A 10-min supine recovery period was observed, followed by two consecutive Valsalva maneuvers. These consisted of blowing into a mouthpiece connected to a sphygmomanometer to maintain a pressure of 30 mmHg for 10 s. Practice sessions were conducted to teach the subject how to perform this test. Measurements were taken after a 2-min rest period between trials. The Valsalva ratio was calculated as the ratio of the longest RR interval after Valsalva release (phase IV) to the shortest RR interval during the procedure (phase II), and the higher ratio for two trials was reported. Values less than 1.10 were considered abnormal.
The head-up tilt response was studied after a 5-min recovery period. The subject was tilted to 60 degrees on an electrically driven tilt table with a foot support while blood pressure (BP) and HR were monitored. BP and the HR were determined every 60 s during a 6-min control period and a 6-min head-up tilt. The BP and cardiac intervals were averaged during the control and tilt periods.
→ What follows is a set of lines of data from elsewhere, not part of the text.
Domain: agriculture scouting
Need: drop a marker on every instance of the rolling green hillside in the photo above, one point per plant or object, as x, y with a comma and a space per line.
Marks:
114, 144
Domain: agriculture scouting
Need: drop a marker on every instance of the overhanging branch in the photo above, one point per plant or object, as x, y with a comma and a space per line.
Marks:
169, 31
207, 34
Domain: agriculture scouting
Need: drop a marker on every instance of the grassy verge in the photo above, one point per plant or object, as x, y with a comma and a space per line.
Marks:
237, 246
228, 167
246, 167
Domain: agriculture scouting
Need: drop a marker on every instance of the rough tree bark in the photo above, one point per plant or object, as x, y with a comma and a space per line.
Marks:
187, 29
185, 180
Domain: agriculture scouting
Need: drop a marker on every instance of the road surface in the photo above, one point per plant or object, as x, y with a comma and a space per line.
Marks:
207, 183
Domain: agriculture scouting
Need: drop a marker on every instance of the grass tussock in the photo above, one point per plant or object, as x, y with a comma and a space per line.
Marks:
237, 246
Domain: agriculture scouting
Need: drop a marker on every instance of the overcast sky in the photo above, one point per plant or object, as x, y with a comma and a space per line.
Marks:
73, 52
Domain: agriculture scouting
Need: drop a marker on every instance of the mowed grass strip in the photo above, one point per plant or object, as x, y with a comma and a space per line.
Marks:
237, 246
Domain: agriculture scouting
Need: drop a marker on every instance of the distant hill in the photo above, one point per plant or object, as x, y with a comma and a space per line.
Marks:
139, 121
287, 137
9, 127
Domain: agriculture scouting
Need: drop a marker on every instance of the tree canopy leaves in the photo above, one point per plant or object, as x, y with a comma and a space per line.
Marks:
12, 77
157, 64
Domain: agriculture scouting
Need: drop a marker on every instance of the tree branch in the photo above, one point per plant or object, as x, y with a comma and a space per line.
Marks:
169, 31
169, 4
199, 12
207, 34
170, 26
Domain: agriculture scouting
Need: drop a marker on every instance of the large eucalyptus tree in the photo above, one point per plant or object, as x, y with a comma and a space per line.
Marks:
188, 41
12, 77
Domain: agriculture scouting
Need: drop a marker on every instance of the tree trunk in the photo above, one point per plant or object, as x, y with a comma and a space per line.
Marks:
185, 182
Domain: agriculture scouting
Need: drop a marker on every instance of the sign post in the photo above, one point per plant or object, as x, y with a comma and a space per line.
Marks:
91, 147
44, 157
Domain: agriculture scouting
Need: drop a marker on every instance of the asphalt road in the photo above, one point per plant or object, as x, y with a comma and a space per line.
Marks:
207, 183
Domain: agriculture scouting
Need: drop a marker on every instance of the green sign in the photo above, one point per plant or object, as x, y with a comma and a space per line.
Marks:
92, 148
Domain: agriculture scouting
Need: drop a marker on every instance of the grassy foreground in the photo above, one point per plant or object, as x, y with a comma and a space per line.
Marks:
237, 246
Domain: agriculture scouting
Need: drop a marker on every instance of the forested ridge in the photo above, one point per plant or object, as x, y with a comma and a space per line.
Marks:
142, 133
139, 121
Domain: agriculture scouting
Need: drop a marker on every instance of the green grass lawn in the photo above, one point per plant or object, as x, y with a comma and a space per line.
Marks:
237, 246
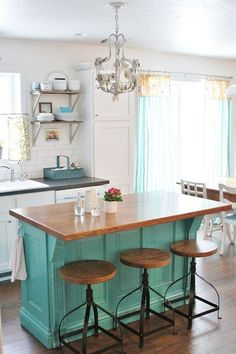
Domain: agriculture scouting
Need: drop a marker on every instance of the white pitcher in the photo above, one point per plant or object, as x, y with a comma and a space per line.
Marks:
90, 196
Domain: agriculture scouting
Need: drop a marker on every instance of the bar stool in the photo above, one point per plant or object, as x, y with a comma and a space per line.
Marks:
145, 258
88, 272
193, 249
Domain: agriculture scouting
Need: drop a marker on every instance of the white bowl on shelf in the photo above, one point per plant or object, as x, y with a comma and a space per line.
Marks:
45, 117
59, 85
67, 117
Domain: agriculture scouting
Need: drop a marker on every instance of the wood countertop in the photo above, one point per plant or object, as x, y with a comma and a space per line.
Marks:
136, 210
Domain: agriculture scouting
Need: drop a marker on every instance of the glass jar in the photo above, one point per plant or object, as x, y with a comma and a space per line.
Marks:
79, 205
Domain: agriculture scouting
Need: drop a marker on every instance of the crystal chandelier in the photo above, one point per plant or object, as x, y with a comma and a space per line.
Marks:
115, 73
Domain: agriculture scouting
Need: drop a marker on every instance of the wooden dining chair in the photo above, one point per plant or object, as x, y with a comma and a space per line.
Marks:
198, 189
228, 218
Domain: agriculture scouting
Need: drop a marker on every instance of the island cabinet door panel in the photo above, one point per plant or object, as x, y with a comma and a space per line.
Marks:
35, 291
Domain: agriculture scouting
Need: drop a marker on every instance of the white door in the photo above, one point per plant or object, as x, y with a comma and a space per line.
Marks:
106, 109
113, 157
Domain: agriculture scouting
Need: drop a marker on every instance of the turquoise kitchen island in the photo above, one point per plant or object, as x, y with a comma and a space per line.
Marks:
54, 236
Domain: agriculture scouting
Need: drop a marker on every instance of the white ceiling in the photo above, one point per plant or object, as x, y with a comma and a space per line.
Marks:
198, 27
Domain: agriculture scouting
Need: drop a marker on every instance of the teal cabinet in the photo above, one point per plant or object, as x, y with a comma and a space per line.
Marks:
46, 297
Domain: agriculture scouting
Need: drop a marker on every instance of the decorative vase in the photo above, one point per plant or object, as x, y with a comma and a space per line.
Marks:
111, 207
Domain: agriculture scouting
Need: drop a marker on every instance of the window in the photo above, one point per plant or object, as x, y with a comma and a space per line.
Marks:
184, 135
10, 103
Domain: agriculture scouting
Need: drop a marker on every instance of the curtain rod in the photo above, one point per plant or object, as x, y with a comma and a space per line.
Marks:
185, 74
14, 114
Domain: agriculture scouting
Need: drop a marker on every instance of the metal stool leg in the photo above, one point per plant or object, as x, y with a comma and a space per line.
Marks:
143, 307
193, 297
95, 312
85, 329
144, 311
192, 292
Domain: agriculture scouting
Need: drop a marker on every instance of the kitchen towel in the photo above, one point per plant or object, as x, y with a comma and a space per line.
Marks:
17, 260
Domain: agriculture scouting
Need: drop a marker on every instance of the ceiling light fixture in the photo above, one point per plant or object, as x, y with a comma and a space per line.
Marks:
115, 73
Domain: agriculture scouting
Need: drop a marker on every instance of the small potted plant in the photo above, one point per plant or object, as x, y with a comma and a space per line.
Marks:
111, 197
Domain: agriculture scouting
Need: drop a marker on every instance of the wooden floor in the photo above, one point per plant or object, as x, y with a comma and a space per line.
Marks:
208, 334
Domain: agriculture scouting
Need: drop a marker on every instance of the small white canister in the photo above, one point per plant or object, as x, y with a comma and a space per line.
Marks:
59, 84
46, 86
73, 85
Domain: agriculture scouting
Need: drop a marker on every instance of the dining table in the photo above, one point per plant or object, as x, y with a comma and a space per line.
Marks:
212, 187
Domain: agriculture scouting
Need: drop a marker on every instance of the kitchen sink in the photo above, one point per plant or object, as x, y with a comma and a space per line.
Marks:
8, 186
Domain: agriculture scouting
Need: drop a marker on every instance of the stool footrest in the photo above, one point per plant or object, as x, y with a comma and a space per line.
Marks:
202, 313
96, 327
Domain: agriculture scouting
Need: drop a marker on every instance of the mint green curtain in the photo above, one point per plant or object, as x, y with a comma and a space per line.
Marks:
185, 135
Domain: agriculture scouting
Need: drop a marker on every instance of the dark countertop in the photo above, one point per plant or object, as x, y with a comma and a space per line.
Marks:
60, 185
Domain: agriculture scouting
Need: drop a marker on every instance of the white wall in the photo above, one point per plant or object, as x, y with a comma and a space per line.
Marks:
36, 59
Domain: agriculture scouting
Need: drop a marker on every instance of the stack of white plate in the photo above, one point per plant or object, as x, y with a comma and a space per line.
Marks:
45, 117
67, 117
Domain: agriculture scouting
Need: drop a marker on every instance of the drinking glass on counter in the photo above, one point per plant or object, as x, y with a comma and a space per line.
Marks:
96, 205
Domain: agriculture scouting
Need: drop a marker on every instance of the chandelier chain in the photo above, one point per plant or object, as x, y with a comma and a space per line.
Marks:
117, 24
116, 73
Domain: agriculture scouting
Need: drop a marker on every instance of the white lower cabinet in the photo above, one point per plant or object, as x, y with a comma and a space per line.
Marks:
8, 224
8, 229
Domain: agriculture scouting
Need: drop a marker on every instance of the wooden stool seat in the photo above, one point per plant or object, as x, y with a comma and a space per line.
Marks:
193, 248
145, 258
88, 272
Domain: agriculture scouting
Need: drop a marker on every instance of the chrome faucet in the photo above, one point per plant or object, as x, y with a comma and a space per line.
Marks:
23, 174
11, 170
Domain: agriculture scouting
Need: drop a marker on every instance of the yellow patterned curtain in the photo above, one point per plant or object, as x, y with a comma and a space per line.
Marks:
216, 89
154, 85
18, 137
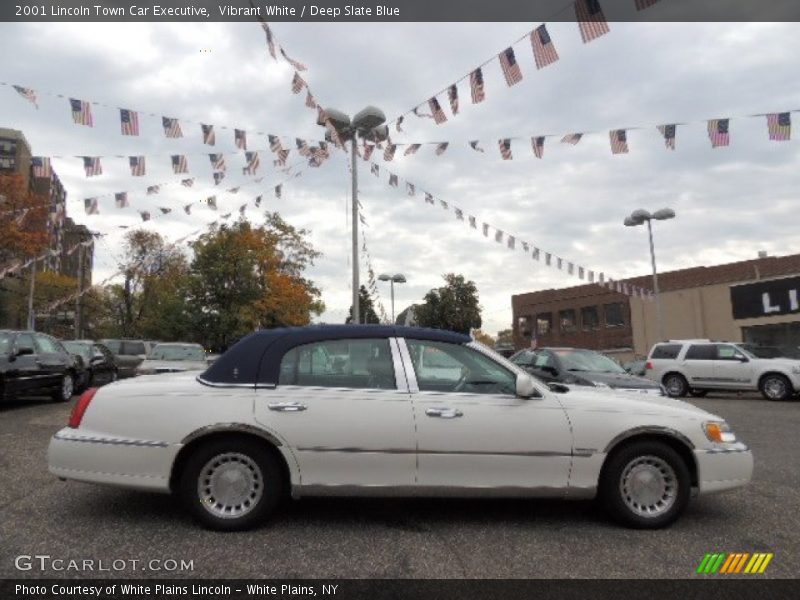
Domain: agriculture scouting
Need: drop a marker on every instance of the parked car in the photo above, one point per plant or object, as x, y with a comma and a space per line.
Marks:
173, 358
581, 367
346, 410
35, 364
696, 367
128, 354
100, 367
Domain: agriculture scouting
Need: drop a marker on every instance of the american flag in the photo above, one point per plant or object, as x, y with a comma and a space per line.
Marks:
668, 131
129, 121
452, 95
537, 143
619, 141
591, 20
297, 83
718, 132
81, 112
91, 206
508, 62
505, 148
172, 128
240, 138
209, 138
779, 126
179, 164
297, 65
40, 167
270, 39
28, 94
476, 86
217, 161
544, 52
436, 110
92, 166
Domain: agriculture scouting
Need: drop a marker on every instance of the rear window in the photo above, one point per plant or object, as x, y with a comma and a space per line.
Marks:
666, 351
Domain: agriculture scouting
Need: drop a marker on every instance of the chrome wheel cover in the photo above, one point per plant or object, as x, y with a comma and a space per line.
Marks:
648, 486
230, 485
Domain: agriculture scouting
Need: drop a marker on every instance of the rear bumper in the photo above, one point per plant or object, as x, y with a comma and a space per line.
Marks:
724, 468
137, 464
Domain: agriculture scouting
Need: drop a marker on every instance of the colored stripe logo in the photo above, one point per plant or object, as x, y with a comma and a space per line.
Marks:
734, 562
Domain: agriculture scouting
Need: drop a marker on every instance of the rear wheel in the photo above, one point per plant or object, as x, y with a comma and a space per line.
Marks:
645, 485
231, 484
676, 385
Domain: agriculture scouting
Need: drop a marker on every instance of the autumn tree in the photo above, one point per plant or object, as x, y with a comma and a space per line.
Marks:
453, 306
366, 308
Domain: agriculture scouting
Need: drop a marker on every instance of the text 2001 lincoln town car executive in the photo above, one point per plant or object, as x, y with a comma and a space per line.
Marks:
382, 410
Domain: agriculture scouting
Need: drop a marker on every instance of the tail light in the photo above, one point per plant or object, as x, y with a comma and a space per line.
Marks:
80, 408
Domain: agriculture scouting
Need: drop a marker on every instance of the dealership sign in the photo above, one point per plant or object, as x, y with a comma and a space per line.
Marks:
766, 298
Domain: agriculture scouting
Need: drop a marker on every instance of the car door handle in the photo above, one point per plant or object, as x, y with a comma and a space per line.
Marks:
444, 413
287, 406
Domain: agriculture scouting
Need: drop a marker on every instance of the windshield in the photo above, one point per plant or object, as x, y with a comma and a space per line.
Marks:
177, 352
587, 360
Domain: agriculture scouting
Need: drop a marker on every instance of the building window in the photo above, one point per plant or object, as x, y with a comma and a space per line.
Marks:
567, 319
614, 315
590, 318
544, 323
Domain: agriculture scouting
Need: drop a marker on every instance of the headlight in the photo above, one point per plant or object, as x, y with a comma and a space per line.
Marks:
718, 431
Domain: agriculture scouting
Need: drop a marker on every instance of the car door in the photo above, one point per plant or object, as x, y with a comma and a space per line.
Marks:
473, 432
732, 368
344, 409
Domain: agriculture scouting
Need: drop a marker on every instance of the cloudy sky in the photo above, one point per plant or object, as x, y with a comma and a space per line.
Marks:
731, 202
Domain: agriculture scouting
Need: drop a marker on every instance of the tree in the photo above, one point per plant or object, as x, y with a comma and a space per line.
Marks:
244, 278
366, 308
453, 306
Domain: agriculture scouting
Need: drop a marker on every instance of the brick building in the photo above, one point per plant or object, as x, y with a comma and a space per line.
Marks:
751, 301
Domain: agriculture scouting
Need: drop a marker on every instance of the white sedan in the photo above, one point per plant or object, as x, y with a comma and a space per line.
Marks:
360, 410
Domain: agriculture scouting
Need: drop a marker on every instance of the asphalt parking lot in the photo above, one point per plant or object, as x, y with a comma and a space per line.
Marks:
40, 515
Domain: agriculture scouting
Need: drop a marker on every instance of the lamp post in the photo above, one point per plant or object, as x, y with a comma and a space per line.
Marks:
397, 278
639, 217
367, 124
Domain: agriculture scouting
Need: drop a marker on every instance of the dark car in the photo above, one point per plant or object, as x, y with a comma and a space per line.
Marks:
581, 367
100, 366
35, 364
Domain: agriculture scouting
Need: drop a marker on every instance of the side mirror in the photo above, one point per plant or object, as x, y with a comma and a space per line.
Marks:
525, 386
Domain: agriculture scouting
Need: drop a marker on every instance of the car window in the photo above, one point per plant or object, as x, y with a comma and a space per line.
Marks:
362, 363
443, 367
701, 352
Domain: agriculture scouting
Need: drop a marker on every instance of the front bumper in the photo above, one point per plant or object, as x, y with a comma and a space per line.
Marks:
723, 468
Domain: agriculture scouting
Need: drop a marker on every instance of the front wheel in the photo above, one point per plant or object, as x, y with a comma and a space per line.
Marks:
645, 485
231, 484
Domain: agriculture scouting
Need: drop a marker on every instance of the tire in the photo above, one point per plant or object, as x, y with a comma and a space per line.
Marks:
66, 389
676, 385
255, 469
776, 387
624, 489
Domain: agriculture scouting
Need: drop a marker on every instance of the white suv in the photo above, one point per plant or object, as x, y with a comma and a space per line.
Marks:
696, 367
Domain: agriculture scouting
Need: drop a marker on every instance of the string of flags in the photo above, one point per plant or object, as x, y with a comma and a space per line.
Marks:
512, 242
592, 24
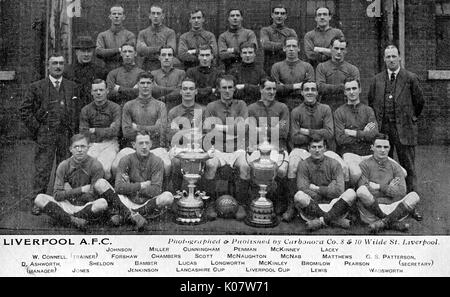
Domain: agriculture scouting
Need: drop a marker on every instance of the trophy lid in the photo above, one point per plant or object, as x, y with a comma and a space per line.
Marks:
265, 147
194, 155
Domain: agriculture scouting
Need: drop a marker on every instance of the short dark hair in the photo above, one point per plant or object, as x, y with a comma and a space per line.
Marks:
392, 46
56, 54
78, 137
234, 8
187, 78
247, 44
195, 10
265, 79
320, 7
117, 5
166, 47
306, 81
98, 81
291, 38
279, 5
340, 39
145, 74
350, 79
129, 43
143, 133
317, 138
226, 77
156, 6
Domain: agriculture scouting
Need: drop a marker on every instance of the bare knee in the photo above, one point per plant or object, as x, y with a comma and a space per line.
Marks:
364, 195
411, 200
101, 186
99, 205
349, 196
42, 200
301, 199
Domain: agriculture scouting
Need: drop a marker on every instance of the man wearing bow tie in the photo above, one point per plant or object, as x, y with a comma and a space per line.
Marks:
397, 99
50, 111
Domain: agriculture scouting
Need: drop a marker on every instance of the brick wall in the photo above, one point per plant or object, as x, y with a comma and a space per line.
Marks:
363, 33
22, 46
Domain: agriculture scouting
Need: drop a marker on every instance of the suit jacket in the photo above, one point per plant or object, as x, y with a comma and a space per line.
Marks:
409, 103
35, 107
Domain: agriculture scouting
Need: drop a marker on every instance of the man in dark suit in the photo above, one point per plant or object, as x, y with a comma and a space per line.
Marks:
50, 111
397, 99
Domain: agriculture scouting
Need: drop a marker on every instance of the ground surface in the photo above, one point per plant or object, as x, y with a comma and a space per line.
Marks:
17, 169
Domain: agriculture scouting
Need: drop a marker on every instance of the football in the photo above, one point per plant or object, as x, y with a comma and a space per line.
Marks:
226, 206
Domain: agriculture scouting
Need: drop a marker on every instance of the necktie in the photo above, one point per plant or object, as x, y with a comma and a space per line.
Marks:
392, 77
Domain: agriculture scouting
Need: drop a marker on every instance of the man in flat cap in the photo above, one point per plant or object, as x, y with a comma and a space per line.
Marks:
84, 70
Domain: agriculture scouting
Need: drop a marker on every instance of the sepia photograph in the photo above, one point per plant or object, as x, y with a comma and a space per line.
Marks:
185, 132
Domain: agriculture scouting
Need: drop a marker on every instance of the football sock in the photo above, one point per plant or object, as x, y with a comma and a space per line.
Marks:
338, 209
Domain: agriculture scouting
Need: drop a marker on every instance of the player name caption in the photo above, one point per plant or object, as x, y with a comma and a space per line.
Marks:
146, 255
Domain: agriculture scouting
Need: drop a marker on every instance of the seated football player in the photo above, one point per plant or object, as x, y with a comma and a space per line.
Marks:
269, 119
321, 200
78, 189
184, 121
139, 184
122, 81
248, 74
167, 78
355, 128
382, 199
225, 124
145, 113
205, 75
100, 120
309, 119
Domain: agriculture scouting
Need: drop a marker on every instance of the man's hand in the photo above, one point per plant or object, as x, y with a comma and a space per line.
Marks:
304, 131
145, 184
223, 128
174, 126
370, 126
314, 188
395, 182
350, 132
86, 189
374, 186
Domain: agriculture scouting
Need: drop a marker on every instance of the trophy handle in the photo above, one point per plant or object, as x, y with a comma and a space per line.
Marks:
284, 159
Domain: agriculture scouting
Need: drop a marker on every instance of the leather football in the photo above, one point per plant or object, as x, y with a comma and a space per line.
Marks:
226, 206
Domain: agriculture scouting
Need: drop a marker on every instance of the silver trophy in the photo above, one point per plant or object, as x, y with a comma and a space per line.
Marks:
190, 205
263, 172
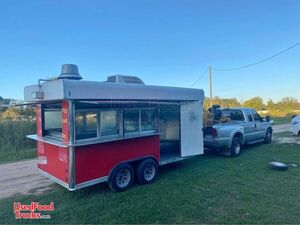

The subject was then returned to the supine position, and BP and HR were allowed to return to baseline. Premature termination of the tilt test was required in three diabetic patients with autonomic neuropathy and two patients from the older control group because of nausea or lightheadedness. Those cases and a decrease of diastolic blood pressure of more than 5 mmHg after head-up tilt were considered abnormal.
The autonomic tests for specific assessment of cardiac vagal integrity consisted of heart rate variation at breathing and the Valsalva ratio. The tests that were primarily, but not solely, related to the sympathetic nervous system consisted of the HR increase during Valsalva strain and head-up tilt and the diastolic blood pressure increase provoked by the head-up tilt test.
Anesthetic Technique
The anesthetic technique was standardized for each patient. No premedication was given. Fentanyl (2 μg/kg) and propofol (1 to 2 mg/kg) were used for the induction of anesthesia. Vecuronium (0.1 mg/kg) was used to facilitate tracheal intubation. Mechanical ventilation was maintained with a circuit system having a fresh gas flow of 6 l/min, which was adjusted to maintain the end-tidal PCO2near 35 mmHg. No airway heating or humidification was provided. The operation was begun, and anesthesia was maintained with 70% nitrous oxide and isoflurane at an end-tidal concentration of 1.0–3.0%. Supplemental vecuronium was administered as needed to maintain one to two twitches in response to supramaximal stimulation of the ulnar nerve at the wrist. Intravenous fluid was administered at a basal rate of 10–15 ml · kg−1· h−1. In addition, 4 ml of crystalloid was given to compensate for each estimated 1 ml of intraoperative blood loss, and blood product replacement was done to maintain the hematocrit at 25–32%. Fluids were not warmed. Reversal of residual muscle paralysis was achieved with neostigmine (1.5–2.5 mg) and atropine (0.5–1.0 mg).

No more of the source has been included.